Beverly Hills Cop

Went skiing with a few friends this weekend. Got into a discussion with Greg about the movie “To Be Or Not To Be,” a Mel Brooks flick from the 80s that both of us remember loving.

“It might be terrible,” Greg rightly noted. “But I loved it when I was 12.”

That sentiment is the story of my kid-adult cinema experience. Of all the films I raved about as a tyke, 99 percent—in hindsight—suck. As a boy, I couldn’t wait for the next Police Academy installment. Same went for the three Star Wars films. And Goonies and Goonies II. Mainly, though, I was an enormous Eddie Murphy diehard. If Eddie was starring in a flick, I was going to see it. Hell, I even thought The Golden Child was amazing—and, of course, it was dreadful, times 1,000.

Just a few seconds ago I got up from the couch after watching what was perhaps my favorite movie from the era—Beverly Hills Cop. This was Eddie at his absolute best: Kicking ass, cracking one-liners that would have rendered Benson speechless, making fun of gays and old people, shoving bananas in tailpipes. Were Murphy the king, this was his throne. Beverly! Hills! Cop! Hell, yeah!

Now, however, I have a different take: The film blows.

Seriously, let’s count the ways:

1. Implausable plot, times 1,000. Honestly, I’m still not 100 percent certain what went on here, but it involved drugs, coffee beans and Los Angeles.

2. The bad guys have Murphy, with a gun pointed to his head. They’re in a secluded warehouse and he’s uncovered their diabolical plot. Victor Maitland all but orders his goons to kill Axel Foley. I mean, he literally notes the irony of Foley threatening to kill him (Maitland), when Foley is about to be shot in the head. So what do the thugs do? They punch Foley in the stomach a few times, until Billy Rosewood shows up for the big rescue. We went from “He’s gonna die” to “Let’s sock him!” in mere seconds.
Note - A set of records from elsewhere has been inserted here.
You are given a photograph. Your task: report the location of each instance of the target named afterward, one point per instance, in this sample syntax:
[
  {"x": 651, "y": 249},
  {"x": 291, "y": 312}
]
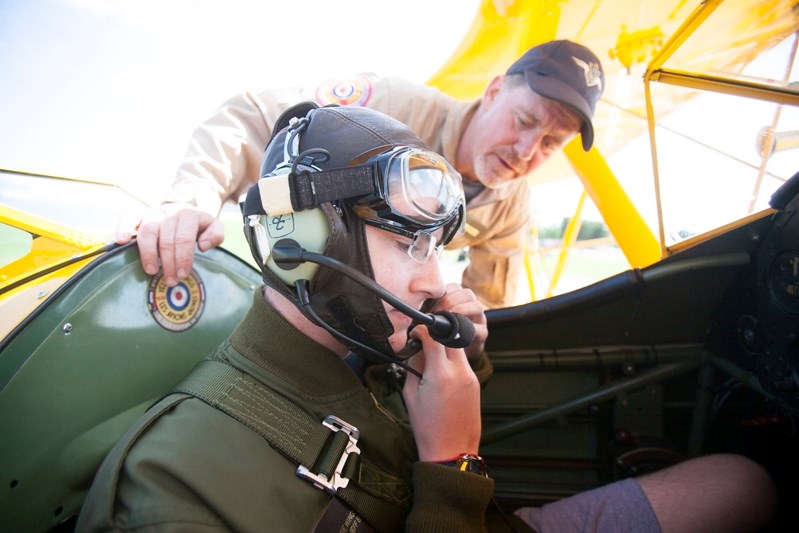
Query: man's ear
[{"x": 492, "y": 90}]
3. Axel’s friend Lisa works as a clerk at an art gallery. She has the key to the warehouse where the drugs are allegedly stashed. Axel, a cop, asks her for the key, and she insists she’s coming with him. So he takes her to the scene of major drug action, where men with guns await. For no good reason. Like, not one moment of sound reasoning.

4. I have no idea what Bronson Pinchot is doing in this film.

5. At the time this film was released, we couldn’t have known about the nonstop Eddie-is-gay rumors, or Murphy being found with a transvestite hooker. But, looking back, this film might have been a cry for help. So many gay references, and all over the top. What was he trying to say?

6. I’m tired. But you get the idea …

9 thoughts on “Beverly Hills Cop”

  1. Hey once upon a time the special effects in Star Trek were cutting edge.
    We mature, we change, or we should. There are still 40 year-old’s that think farts are funny.
    You’ve grown up.

  2. I still enjoy a few scenes from this one, like when he loses the cops trying to trail him by running a red light. But it’s no “48 Hours,” that’s for sure.

    Imagine if Stallone had taken the role, as was originally planned.

  3. Ummmm aren’t 98% of all movie plots implausible? Especially of the action/comedy genre where that % is probably 100%? You can’t tell me BHC isn’t better than last years Other Guys….even with 26 years of rust on BHC…..

  4. First off, FARTS will forever be funny. BHC was a classic, not great or must see, but certainly entertaining. There is a reason why Murphy isn’t that big anymore. Funny as heck, but not a legendary comedian.